# Redoing old speakers



## okiejaco (Jan 25, 2009)

I have some old Jensen CS-315 speakers and want to reface them or build new cabinest. I was thinking of moving the the mids and tweeters and leave the woofer alone. I would like to have the mids and tweeters on the smaller side and make the woofer side firing. They look kind of like Polk Sda and I want them to look more like LSi 25. Will this work or will it mess them up?


----------



## evilskillit (Oct 7, 2008)

Everybody is probably going to say it so I might as well. Chances are good that it will sound worse. If you don't know what you're doing odds are very much in the favor that you won't improve anything. The woofers on those speakers probably play into the range of directional sound which means that if you leave them on the sides it will probably mess up the sound stage and make the low midrange sound quiet or wierd in comparison to the mids and the treble.

I was given an old set of galaxy 3 way speakers that had rotted out surrounds on the 12" woofers but were otherwise ok. I could have tried to put new surrounds on the woofers but I thought. Hey new woofers should have more bass and sound better than old rotted out ones so I bought a pair of 12" woofers online. Got the wrong impedence, had to pay to ship them back and then pay shipping for another pair, so I've already wasted money. Got the ones that were the right impedence the things still sounded terrible. Bass was weak, the mid range and upper midrange were terribly obnoxious in comparison and the things were basically not even worth listening to.
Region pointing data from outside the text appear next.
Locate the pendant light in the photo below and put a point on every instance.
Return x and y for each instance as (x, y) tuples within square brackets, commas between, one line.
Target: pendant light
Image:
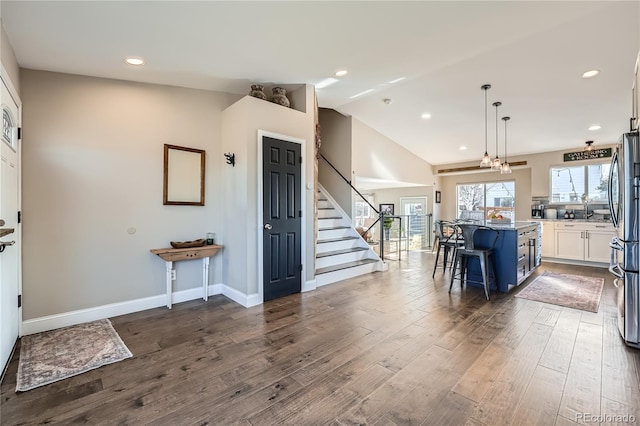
[(496, 164), (486, 160), (505, 169)]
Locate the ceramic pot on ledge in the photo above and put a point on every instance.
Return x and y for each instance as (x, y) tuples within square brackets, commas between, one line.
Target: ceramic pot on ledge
[(279, 97), (257, 91)]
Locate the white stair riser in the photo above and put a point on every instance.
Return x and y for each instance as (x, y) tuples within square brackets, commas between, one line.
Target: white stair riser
[(328, 213), (343, 274), (335, 233), (339, 245), (330, 223), (338, 259)]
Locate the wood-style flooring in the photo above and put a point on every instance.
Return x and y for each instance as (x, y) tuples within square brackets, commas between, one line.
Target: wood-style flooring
[(392, 348)]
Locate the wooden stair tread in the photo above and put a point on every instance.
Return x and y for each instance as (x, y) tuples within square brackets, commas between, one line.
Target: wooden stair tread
[(344, 251), (333, 228), (333, 240), (345, 266)]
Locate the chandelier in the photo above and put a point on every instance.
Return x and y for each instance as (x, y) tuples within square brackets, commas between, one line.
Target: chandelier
[(486, 160)]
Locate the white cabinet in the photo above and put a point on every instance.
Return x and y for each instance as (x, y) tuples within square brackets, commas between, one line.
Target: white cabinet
[(548, 239), (583, 241)]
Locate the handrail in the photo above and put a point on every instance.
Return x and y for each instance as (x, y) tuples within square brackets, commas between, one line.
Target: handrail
[(349, 183)]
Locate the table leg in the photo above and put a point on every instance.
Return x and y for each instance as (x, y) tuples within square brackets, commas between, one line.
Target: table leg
[(169, 265), (205, 278)]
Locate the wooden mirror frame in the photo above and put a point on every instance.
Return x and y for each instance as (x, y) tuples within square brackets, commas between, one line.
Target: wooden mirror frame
[(182, 186)]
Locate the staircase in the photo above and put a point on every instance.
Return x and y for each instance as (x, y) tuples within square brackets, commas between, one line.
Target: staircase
[(340, 251)]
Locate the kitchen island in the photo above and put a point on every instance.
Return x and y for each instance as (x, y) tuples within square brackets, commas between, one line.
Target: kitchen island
[(516, 253)]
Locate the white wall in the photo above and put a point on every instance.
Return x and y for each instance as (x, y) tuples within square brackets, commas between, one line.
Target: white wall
[(8, 58), (376, 156), (92, 169), (241, 122), (336, 135)]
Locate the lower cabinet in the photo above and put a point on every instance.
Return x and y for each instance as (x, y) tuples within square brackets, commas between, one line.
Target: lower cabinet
[(583, 241)]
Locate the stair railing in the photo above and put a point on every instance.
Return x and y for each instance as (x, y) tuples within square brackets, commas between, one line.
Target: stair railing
[(380, 218)]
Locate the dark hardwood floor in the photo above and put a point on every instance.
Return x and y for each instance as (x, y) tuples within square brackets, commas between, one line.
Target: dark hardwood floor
[(392, 348)]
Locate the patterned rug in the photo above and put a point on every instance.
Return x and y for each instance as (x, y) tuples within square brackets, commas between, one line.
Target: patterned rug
[(58, 354), (571, 291)]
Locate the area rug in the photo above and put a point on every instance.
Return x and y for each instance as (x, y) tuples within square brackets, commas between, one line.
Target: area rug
[(58, 354), (571, 291)]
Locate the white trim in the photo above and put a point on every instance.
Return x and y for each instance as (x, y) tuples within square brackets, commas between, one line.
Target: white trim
[(309, 285), (51, 322), (260, 203), (4, 75)]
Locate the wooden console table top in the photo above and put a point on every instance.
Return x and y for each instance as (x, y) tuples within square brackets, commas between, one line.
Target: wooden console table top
[(170, 254), (6, 231)]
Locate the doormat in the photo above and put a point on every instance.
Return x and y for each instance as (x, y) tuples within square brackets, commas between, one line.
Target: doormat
[(58, 354), (571, 291)]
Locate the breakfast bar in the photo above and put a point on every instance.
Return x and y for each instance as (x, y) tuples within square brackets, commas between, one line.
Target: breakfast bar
[(516, 253)]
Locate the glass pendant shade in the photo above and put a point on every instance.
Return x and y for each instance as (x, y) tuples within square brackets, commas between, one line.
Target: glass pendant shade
[(496, 164), (486, 160), (506, 168)]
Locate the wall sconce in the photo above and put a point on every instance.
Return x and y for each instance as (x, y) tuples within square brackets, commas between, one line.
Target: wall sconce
[(231, 158)]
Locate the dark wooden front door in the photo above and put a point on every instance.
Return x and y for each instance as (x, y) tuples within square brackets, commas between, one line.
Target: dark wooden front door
[(282, 211)]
I stowed them in the attic and forgot about them for a couple of years, now that I've been hanging out on these forums I've gone back and realised how many things were wrong with the woofer I put in there, in respect to both the cabinet and the crossover. I have since taken those 12" woofers out and made a pair of cheap but effective bass bins out of them. Just goes to show how much more you can do with a little bit of knowledge.

Will I ever overhaul the old galaxys? Probably not. I have built a pair of small bookshelf speakers for approx $200 that sound better than those old galaxys ever could, and reinforced the bass using the 12s that I bought for the galaxys that did not work well in that application.


----------



## bonehead848 (Jan 21, 2007)

The evil skillet got this one right, if the woofer on the bottom was dedicated bass (under 80Hz or so) then it wouldnt really matter if it were on the side. The large woofer in your design plays much higher frequencies than that so moving it to the side would change the sound up quite a bit. Changing anything about retail speakers is a very tough thing to do correctly, if you really want to try your hand at cabinet building there are a number of cheap designs around you could try.


----------



## okiejaco (Jan 25, 2009)

Thanks guys. That is what I was wanting to know. I am still going to build new cabinets or reface these but that will only change the looks.


----------



## PT800 (Feb 19, 2008)

One thing you can do is to make the boxes mirror imaged, by moving the tweeter and midrange off center, probably by 2". If you're going to use the original boxes, cut new holes and fill in the old ones.

What this will do is improve the soundstage. I did exactly that with old JBL L212, which are almost as wide (16") as those CS 315 boxes. I use the mirror imaged pair for the main L/R, all the other L212s in the 7 channel system are the original layout.


----------